NEITHER THE ISSUANCE AND SALE OF THE SECURITIES REPRESENTED BY THIS CERTIFICATE NOR THE SECURITIES INTO WHICH THESE SECURITIES ARE EXERCISABLE HAVE BEEN REGISTERED UNDER THE SECURITIES ACT OF 1933, AS AMENDED, OR APPLICABLE STATE SECURITIES LAWS. THE SECURITIES MAY NOT BE OFFERED FOR SALE, SOLD, TRANSFERRED OR ASSIGNED (I) IN THE ABSENCE OF (A) AN EFFECTIVE REGISTRATION STATEMENT FOR THE SECURITIES UNDER THE SECURITIES ACT OF 1933, AS AMENDED, OR (B) AN OPINION OF COUNSEL, IN A FORM REASONABLY ACCEPTABLE TO THE COMPANY, THAT REGISTRATION IS NOT REQUIRED UNDER SAID ACT OR (II) UNLESS SOLD PURSUANT TO RULE 144 OR RULE 144A UNDER SAID ACT. NOTWITHSTANDING THE FOREGOING, THE SECURITIES MAY BE PLEDGED IN CONNECTION WITH A BONA FIDE MARGIN ACCOUNT OR OTHER LOAN OR FINANCING ARRANGEMENT SECURED BY THE SECURITIES.

GREENHUNTER ENERGY, INC.

Warrant To Purchase Common Stock

Warrant No.: A- ___
Number of Shares of Common Stock: 1,410,000
Date of Issuance: August 21, 2008 (“ Issuance Date ”)

     GreenHunter Energy, Inc., a Delaware corporation (the “ Company ”), hereby certifies that, for good and valuable consideration, the receipt and sufficiency of which are hereby acknowledged, West Coast Opportunity Fund, LLC, the registered holder hereof or its permitted assigns (the “ Holder ”), is entitled, subject to the terms set forth below, to purchase from the Company, at the Exercise Price (as defined below) then in effect, upon surrender of this Warrant to Purchase Common Stock (including any Warrants to Purchase Common Stock issued in exchange, transfer or replacement hereof, the “ Warrant ”), at any time or times on or after the date hereof, but not after 11:59 p.m., New York Time, on the Expiration Date (as defined below), 1,410,000 fully paid nonassessable shares of Common Stock (as defined below) (the “ Warrant Shares ”).
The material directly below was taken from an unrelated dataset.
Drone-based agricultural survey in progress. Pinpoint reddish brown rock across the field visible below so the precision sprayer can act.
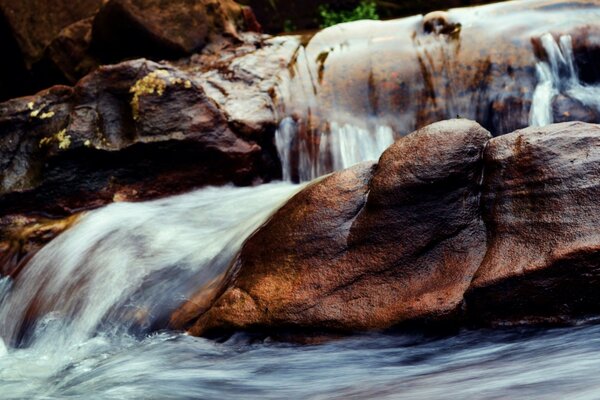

Except as otherwise defined herein, capitalized terms in this Warrant shall have the meanings set forth in Section 15. This Warrant is issued pursuant to Section 1 of that certain Securities Purchase Agreement, dated as of August 21, 2008 (the “ Subscription Date ”), by and between the Company and the Holder (the “ Securities Purchase Agreement ”).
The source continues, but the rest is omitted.